I swallowed thickly and turned to the door, recalling one more thing I hadn’t known about my mother, then let myself out.
CHAPTER 8
I returned home from the closing on the Legare Street property completely exhausted. The paperwork had been straightforward—I prided myself on having everything organized and laid out so that there was no wasted time—but the personal vibes in the room were both intrusive and uncomfortable. Everyone at the table—except for me—seemed to think a daughter act
ing as her mother’s Realtor was cute and indicated a close bond. Smiling through clenched teeth for an hour turned out to be more exhausting than running a marathon.
I dropped everything in the foyer, not having the energy to bring my stuff all the way inside, then kicked off my shoes, scattering them across the marble tiled floor. “Hello,” I called, hearing voices from another part of the house.
“Yo, Melanie! We’re in here.”
I grinned at hearing Chad Arasi’s voice and followed the sound to the dining room. He was the male equivalent of Sophie’s bohemian persona, right down to the braid he wore at the back of his head and the environmentally savvy bicycle he used for transportation to and from his job as a professor of music at the College of Charleston. He used words like “dude” and “awesome” and didn’t seem to mind Sophie’s fashion choices, which was one of the main reasons why I’d been pushing them together since Chad had first moved to Charleston from California and hired me as his Realtor earlier that year.
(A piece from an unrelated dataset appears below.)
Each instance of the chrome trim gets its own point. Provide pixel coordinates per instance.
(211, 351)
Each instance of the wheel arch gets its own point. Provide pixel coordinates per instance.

He now lived with Sophie—platonically—because according to Sophie their zodiac signs would be incompatible in a romantic relationship. That’s what she said anyway, but I was pretty sure it had more to do with her independent nature—and her unwillingness to view a romantic relationship as anything but a power struggle. Staring at Sophie and Chad—now in matching Birkenstock sandals and having a lively conversation about the merits of Federal versus Georgian architectural styles—I made a note to redouble my efforts to get them together.
They were standing in the large doorway between the living and dining rooms with the warped pocket doors that had been removed now lying supine on two separate workbenches that had been assembled in the emptied dining room.
“It’s the Melster,” Chad said, approaching before kissing me on both cheeks. “We were wondering if you’d be bruised and bloodied after the closing.” He made a big show of checking me out for injuries. “And seeing you whole makes us wonder if your mother’s okay.”